Sitting at the dining room table in the couple’s hundred-year-old farmhouse, Steve talks about how lucky he was. “Now the market is saturated with industrial organic,” he says. “Demand is being soaked up by big organic.”
“If any of this is going to work—that we quit destroying our land and our people—we’ve got to talk about limits,” says Mary from the other side of the table. “We can’t live the way we’ve energetically encouraged people to live. It’s not making people happy anyway, so let’s have done with it.”
Mary calls the current agricultural economy a “Faustian bargain,” with its ever-increasing chemical inputs, depleted soil, rural depopulation, and local food chains that are vulnerable to disruption because they are dependent on far-flung suppliers. “This can’t go on forever,” she says. “It’s a fallacy that we, with our big brains, will figure our way out of this.”
As if to prove her point, during the pandemic meat processors shut down all over the country when workers got sick. Grocery store meat departments sat empty as farmers were forced to euthanize their animals and bury them because there was no way to get them to market. Our Home Place Meat, it turned out, was the only source of meat for West Louisville, and they gladly provided protein for residents to much local acclaim.
It was a graphic illustration of the vulnerability of the food chain and the need for local food suppliers. “If we begin to think that our urban places would be healthier if they were fed by our surrounding farmscapes, that’s a beginning,” says Mary.
But, she adds, “Has one Democrat from the state of Kentucky gotten in touch with me to ask how we took meat into West Louisville? No. I’m used to being disappointed by the Republicans. But I’m really disappointed by the Democrats.
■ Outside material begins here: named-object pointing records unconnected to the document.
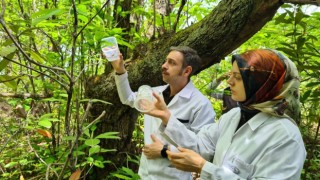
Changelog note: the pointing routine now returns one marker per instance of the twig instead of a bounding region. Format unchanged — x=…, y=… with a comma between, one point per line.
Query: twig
x=61, y=83
x=5, y=144
x=303, y=2
x=35, y=152
x=25, y=95
x=183, y=2
x=76, y=140
x=91, y=19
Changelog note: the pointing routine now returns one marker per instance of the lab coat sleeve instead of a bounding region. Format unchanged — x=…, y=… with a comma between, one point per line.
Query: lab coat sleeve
x=126, y=95
x=277, y=163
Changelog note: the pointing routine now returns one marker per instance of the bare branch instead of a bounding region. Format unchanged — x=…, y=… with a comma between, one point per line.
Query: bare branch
x=26, y=95
x=183, y=2
x=62, y=84
x=91, y=19
x=24, y=53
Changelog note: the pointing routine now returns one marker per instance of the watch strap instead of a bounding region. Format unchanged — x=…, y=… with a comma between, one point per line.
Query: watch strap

Biden—I don’t think he has any more idea than Trump did about small farms. Obama was terrible for our efforts.”
Michelle Obama’s famous White House garden “meant nothing,” says Mary, except to give people the impression that things were better for farmers, even as farm bankruptcies accelerated. What nobody is saying, Mary says, is that the economy itself is the problem.
“Urban places cannot continue to thrive on the backs of rural people. All our raw materials have been stolen.” The exceptions, she says, are the Burley Tobacco Program and Organic Valley—the organic dairy and vegetable cooperative founded in Viroqua, Wisconsin, in 1988 that now has 1,800 members nationwide.
The local food movement, which has been popular at least since 1970 when Alice Waters began championing seasonal, organic cuisine at her Berkeley, California, restaurant, Chez Panisse, has not stopped the decline of small farms. “A lot of people know what we’re talking about, but it hasn’t deepened,” says Mary. Farmers’ markets and high-end restaurants, she says, are not the end game.
“The end game is when you go to your grocery store, and what’s on the shelf to some degree is from farms around your city,” she says. Some cities can’t be fed by the desert around them, she adds, “but those cities should not be there.”
As for the “big ag” story about feeding the world and a “sustainable” agricultural model with thirty-six-thousand-cow farms, “I think they’re unimaginative liars,” says Mary. “We can’t continue this way. We can’t exhaust what we depend on to survive.”